Federal National Mortgage Association: Homes Awaiting Affordability Improvements; Low pressure is still expected | MarketScreen

WASHINGTON, DC – Despite ending the year on a stronger-than-expected note, the economy is still expected to fall into a recession starting in the first half of 2023, according to the January 2023 information from Fannie Mae (FNMA/OTCQB) Economic Research and Planning Division (ESR).. The ESR component sees the current rate as non-recourse income and indicates that the customer’s termination of will be a major factor in economic decline. The ESR Group predicts the Q4 / Q4 GDP growth for 2023 is negative 0.6 percent, one tenth lower than its previous forecast. Noting the cooling of inflation in the past three reports of the Consumer Price Index (CPI), the ESR Group believes that the Federal Reserve is likely to be close to its final rate but notes that Risks remain for longer-term monetary policy if the recession is delayed. Avoid it altogether, or otherwise, if the cost estimates can’t be more satisfactory.

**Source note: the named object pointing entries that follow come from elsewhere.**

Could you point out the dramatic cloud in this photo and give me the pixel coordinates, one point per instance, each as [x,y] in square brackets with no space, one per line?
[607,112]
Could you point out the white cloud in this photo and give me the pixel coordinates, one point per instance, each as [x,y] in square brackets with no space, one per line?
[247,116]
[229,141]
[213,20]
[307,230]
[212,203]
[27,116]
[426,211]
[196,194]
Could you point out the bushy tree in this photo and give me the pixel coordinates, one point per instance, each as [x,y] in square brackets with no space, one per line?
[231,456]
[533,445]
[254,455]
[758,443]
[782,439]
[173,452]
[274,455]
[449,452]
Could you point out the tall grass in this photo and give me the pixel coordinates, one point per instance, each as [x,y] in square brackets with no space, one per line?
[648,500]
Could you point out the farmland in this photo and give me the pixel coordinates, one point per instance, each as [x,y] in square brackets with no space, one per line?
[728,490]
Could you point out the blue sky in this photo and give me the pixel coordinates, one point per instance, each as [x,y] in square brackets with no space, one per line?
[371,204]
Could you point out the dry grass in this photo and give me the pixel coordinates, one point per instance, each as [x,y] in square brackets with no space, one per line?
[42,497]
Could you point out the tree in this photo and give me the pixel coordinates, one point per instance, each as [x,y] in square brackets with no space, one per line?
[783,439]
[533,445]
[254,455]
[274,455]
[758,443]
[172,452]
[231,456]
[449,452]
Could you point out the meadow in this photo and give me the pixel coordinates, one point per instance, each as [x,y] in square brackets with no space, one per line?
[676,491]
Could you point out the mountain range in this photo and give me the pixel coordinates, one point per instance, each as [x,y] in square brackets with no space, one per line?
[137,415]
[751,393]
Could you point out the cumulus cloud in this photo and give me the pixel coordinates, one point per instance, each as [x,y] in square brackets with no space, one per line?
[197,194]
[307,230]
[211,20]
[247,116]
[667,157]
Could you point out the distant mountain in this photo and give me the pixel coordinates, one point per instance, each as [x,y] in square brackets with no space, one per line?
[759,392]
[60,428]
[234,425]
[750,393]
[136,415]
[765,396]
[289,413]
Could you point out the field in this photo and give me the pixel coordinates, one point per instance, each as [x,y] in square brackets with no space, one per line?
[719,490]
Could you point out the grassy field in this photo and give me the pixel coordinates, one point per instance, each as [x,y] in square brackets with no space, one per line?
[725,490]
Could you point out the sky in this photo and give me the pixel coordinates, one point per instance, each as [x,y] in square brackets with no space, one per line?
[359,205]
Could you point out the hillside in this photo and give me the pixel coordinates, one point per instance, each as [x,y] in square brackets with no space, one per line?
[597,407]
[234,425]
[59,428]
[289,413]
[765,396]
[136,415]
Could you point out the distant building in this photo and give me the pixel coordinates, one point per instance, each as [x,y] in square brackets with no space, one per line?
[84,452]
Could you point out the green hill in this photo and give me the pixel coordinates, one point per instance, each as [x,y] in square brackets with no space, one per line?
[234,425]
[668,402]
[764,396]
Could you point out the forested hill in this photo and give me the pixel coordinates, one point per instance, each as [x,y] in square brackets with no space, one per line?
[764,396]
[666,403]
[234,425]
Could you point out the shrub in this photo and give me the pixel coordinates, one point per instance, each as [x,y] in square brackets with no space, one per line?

In addition, the ESR Group expects a 6.7 percent increase in housing prices over the next two years as housing capacity continues to expand. A repeat of the Great Financial Crisis is not expected, however, because fewer borrowers are facing interest rate pressures, loan and modification programs are more aggressive, and the combination of rental and public housing. the financial system is very little used compared to 2006. -2008 period. Instead, housing affordability is seen to gradually improve over the long term due to a combination of housing prices, lower mortgage rates, and stronger-than-normal income growth. The ongoing challenges of affordability and the “lock-in effect” – where many homeowners currently have the financial disadvantage to rent their homes due to the high mortgage environment – ESR Group hopes that existing real estate sales will continue, creating an avenue for new real estate sales to compared to the sales of existing homes in the coming years.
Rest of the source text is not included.